Malgré cette réaction de colère des « pentastellini », Schlein poursuit son idée de rassembler tout le monde dans une même coalition, en assumant le rôle de ce qu'on appelle la « fédératrice ». Renzi a rappelé, avec le sens de l'humour qui le caractérise, qu'il n'est pas le « meilleur ami » de Schlein (entre autres parce qu'il sait que Schlein a été pendant des années le leader de la faction des jeunes du PD qui a affronté la direction du parti lorsque Renzi en était le secrétaire général). Mais l'homme politique toscan, déjà bien versé dans la haute politique, sait que soit cette coalition se réalise, soit le centre-droit aura beaucoup de chances de réaliser une deuxième législature consécutive sous son contrôle. 

En effet, il y a un élément fondamental à prendre en compte : le vieillissement de la population du pays, qui conduit à une société de plus en plus conservatrice. De plus, depuis sa création en octobre 2007, le Parti démocrate va de défaite en défaite, à l'exception de la victoire à la Pyrrhus de Bersani aux élections générales de février 2013. Preuve en est qu'avec Schlein, jusqu'à cinq secrétaires généraux différents ont déjà été élus, ce qui donne une moyenne d'un peu plus de trois ans de vie pour chaque dirigeant de ce parti de centre-gauche, lui-même subdivisé en ses fameux « courants internes » et où les politiciens « gris » pullulent partout. 

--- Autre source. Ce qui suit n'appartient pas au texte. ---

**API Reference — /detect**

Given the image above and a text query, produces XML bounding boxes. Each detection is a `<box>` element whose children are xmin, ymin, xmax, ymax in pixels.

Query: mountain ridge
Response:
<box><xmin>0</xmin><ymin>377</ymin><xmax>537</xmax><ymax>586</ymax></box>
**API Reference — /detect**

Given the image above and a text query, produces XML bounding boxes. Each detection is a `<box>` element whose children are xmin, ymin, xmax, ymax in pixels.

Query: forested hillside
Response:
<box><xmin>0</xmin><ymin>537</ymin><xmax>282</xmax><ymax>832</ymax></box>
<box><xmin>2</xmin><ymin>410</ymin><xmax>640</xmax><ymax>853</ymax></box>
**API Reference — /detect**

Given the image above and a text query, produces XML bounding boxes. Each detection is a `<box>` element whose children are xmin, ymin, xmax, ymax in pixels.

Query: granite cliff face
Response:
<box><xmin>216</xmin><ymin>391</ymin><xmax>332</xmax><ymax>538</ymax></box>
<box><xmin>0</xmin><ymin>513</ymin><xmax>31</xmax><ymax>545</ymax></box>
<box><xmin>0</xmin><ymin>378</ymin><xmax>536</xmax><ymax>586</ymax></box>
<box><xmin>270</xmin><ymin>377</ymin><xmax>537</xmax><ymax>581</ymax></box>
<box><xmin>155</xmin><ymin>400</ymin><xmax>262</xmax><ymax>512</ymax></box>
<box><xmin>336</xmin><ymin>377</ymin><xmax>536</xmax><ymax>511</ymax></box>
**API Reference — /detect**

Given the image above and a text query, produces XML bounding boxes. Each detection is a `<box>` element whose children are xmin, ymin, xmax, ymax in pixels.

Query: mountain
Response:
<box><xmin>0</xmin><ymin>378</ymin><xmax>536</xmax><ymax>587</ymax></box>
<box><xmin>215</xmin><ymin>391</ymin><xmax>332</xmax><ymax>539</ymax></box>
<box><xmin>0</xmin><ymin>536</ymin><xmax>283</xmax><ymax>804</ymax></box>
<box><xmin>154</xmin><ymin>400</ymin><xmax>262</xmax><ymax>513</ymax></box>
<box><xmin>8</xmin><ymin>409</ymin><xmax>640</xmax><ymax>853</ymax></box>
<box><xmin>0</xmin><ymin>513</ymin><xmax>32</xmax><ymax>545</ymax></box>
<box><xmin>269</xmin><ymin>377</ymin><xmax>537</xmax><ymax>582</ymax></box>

La jeune dirigeante bolonaise Schlein est consciente de toutes ces difficultés, mais elle doit essayer : si Meloni a réussi à devenir la première femme Premier ministre (octobre 2022), pourquoi ne pourrait-elle pas être la première femme Première ministre du centre-gauche ? De plus, les performances économiques n'incitent pas vraiment à l'optimisme : si en 2022 l'économie a progressé de plus de 3 points, en 2023 elle n'est déjà plus que de 0,9 %. La dette « par tête » continue de croître (depuis l'arrivée au pouvoir de Meloni, chaque Italien est passé de 46 000 euros à 48 000 euros), et il y a de moins en moins d'argent pour les politiques sociales (et encore moins d'investissements dans la modernisation de l'appareil productif). Les budgets généraux de l'État pour 2024 du gouvernement Meloni ont obtenu une prime de risque stable (environ 150 points de base), mais n'ont pas empêché l'ouverture d'un dossier pour non-respect des objectifs de déficit : le déficit aurait dû être de 3,3 % en 2023, mais il a finalement atteint pas moins de 7,4 %. Et l'immigration irrégulière se poursuit : Meloni a réussi à améliorer sensiblement les chiffres pour 2023, mais le nombre de personnes arrivant dans le pays reste bien supérieur au chiffre obtenu par Mario Draghi tant en 2021 qu'en 2022. 

Au cours de la troisième année de Meloni à la tête du Conseil des ministres, il faut donc s'attendre à ce que le chiffre de la politicienne romaine subisse une forte déperdition. Pour le moment, elle peut être rassurée, bien sûr, car sa coalition dispose d'une majorité parlementaire écrasante, mais même cette majorité ne sera pas exempte de fissures : le fait d'avoir approuvé la soi-disant « autonomie avec une différence » donnera un coup de pouce important à son partenaire de gouvernement Salvini, mais nous verrons comment elle le justifiera auprès de ses électeurs, puisque son parti, Frères d'Italie, s'est distingué dès le début par sa défense du centralisme romain, face à ceux qui, comme Umberto Bossi (fondateur de la Ligue), ont parlé pendant des décennies de « Rome, voleuse ». 

Ce qui est certain, c'est que les négociations pour réaliser l'unité tant attendue du centre-gauche ne font que commencer, mais aussi qu'il reste beaucoup de temps pour « aplanir les divergences ». Schlein parviendra-t-il à rassembler le centre-gauche ? L'avenir nous le dira. 

Pablo Martín de Santa Olalla Saludes est maître de conférences à l'université Camilo José Cela (UCJC) et auteur du livre « Italia, 2018-2023. De la esperanza a la desafección » (Madrid, Liber Factory, 2023).